Metà della popolazione della Giordania, racconta Silvia, è palestinese. "Dare la cittadinanza a tutti - racconta la volontaria - significherebbe creare lì un vero e proprio stato a maggioranza palestinese, mettendo in discussione gli equilibri interni sia da un punto di vista politico sia sociale". Il re giordano, Add Allah II, sta giocando un ruolo importante nella gestione della crisi mediorientale, ma trasformare tutti i profughi in cittadini giordani significherebbe rinunciare alla propria identità. "I rifugiati che sono lì dal 68 e le nuove generazioni - spiega Silvia - sono in attesa di qualcosa o di qualcuno che li riporti in Palestina. Molti di loro sono nati nel campo eppure sono convinti che prima o poi se ne andranno da lì". I bambini con cui ha lavorato durante il campo estivo "riportano la bandiera palestinese su ogni disegno", ma molti di loro "non sanno nemmeno dove si trova Gaza sulla cartina geografica".
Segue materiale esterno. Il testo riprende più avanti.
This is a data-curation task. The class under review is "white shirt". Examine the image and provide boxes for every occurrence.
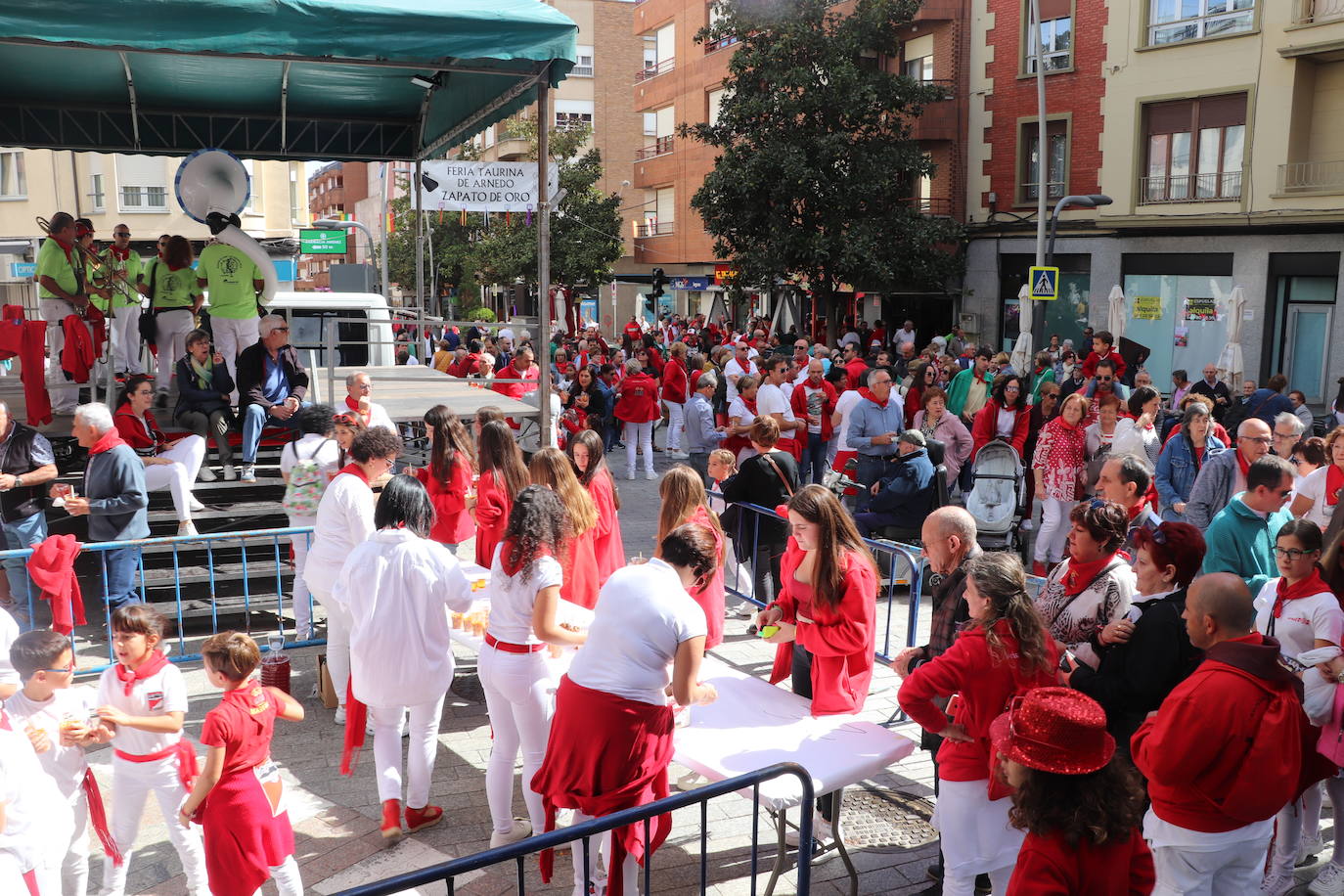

Il Godot palestinese per molti rifugiati si chiama America: il grande continente occidentale nell'immaginazione di chi vive nel campo - e soprattutto dei più piccoli - riuscirà prima o poi a consegnare loro le chiavi di una terra finora inaccessibile. "Questo è curioso - racconta la volontaria - perché il ruolo degli Stati Uniti nella vicenda tra Israele e Palestina è chiaro, eppure per tanti rifugiati sarà l'America a salvarli da questa condizione e a riportarli a casa".